Il 28 settembre 1643 venne nominato segretario di stato e consigliere privato, ed il 31 ottobre divenne High Steward dell'Università di Oxford.[2] Supportò quindi la politica di Enrichetta Maria di Francia e degli alleati esterni per dare aiuto all'Irlanda, e prese parte agli imprudenti e mal organizzati negoziati che anziché aiutare il re ne peggiorarono la posizione. Le sue fiere dispute col principe Rupert ed i suoi sostenitori, furono spesso causa di imbarazzo per la corte. Il 14 ottobre 1645 venne nominato Tenente Generale delle forze realiste a nord del Trent. L'intenzione era quella di spostarsi e ricongiungere le sue truppe con Montrose, ma venne sconfitto il 15 ottobre a Sherburn, occasione nella quale venne inoltre catturata anche la sua corrispondenza che rivelò le aspettative del re dai moti irlandesi e i suoi legami con gli scozzesi. Digby riuscì a raggiungere Dumfries, ma trovandosi la strada sbarrata, scappò il 24 ottobre verso l'Isola di Man. Riparò quindi in Irlanda, dove fece arrestare Glamorgan. Dall'Irlanda scrisse a Hyde[senza fonte] "Non sono arrivato sin qui nuotando! chi dapprima così irriconciliabilmente odioso al partito puritano, ora riesce ad essere odioso quanto i Papisti come me stesso?"[4]
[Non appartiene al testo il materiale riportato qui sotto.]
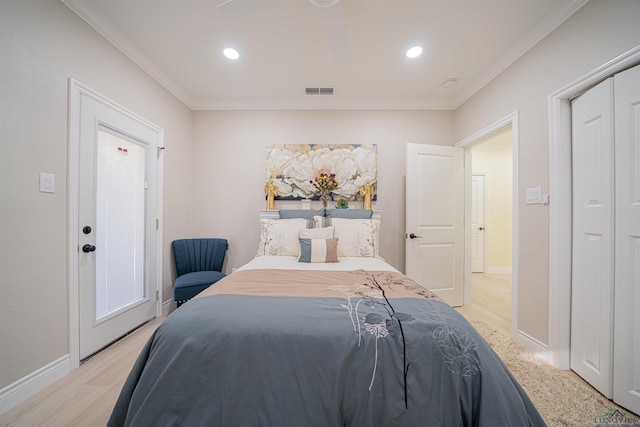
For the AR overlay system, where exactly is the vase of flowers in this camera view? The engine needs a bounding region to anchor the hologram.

L'esilio[modifica | modifica wikitesto]

Il piano di Digby' era quello di portare Carlo, principe del Galles alla testa del movimento realista sull'isola. Quando raggiunse Carlo nel Jersey nell'aprile del 1646, era intenzionato a costringerlo con la forza, ma venne fatto recedere da Hyde. Digby viaggiò quindi a Parigi per ottenere da Enrichetta Maria il consenso al suo piano, ma richiese che Carlo lo accompagnasse. Tornò in Irlanda il 29 giugno, ed alla resa dell'Isola alle forze del parlamento, fuggì nuovamente in Francia. A Parigi, tra i Realisti, si trovò in un covo di nemici intenzionati a fargli pagare le sue leggerezze passate. Il principe Rupert lo dileggiò diverse volte, e si trovò a dover combattere in duello Lord Wilmot. Continuò le sue avventure servendo le truppe di Luigi XIV di Francia nella guerra della Fronda scoppiata in quegli stessi anni, distinguendosi largamente. Nel 1651 venne nominato Tenente Generale dell'esercito francese e comandante delle forze nelle Fiandre, onori che ad ogni modo durarono poco.[senza fonte]

Durante l'assenza del Cardinale Mazzarino da corte, Digby aspirava a divenire il suo successore. Quando ad ogni modo il cardinale tornò in pieno potere, fu lui personalmente ad inviare Digby in una spedizione militare in Italia per allontanarlo dalla corte.[5] Quando Digby fece ritorno in Francia gli venne detto di essere all'interno della lista degli espulsi dalla Francia, in accordo col nuovo trattato sottoscritto con Oliver Cromwell.[senza fonte]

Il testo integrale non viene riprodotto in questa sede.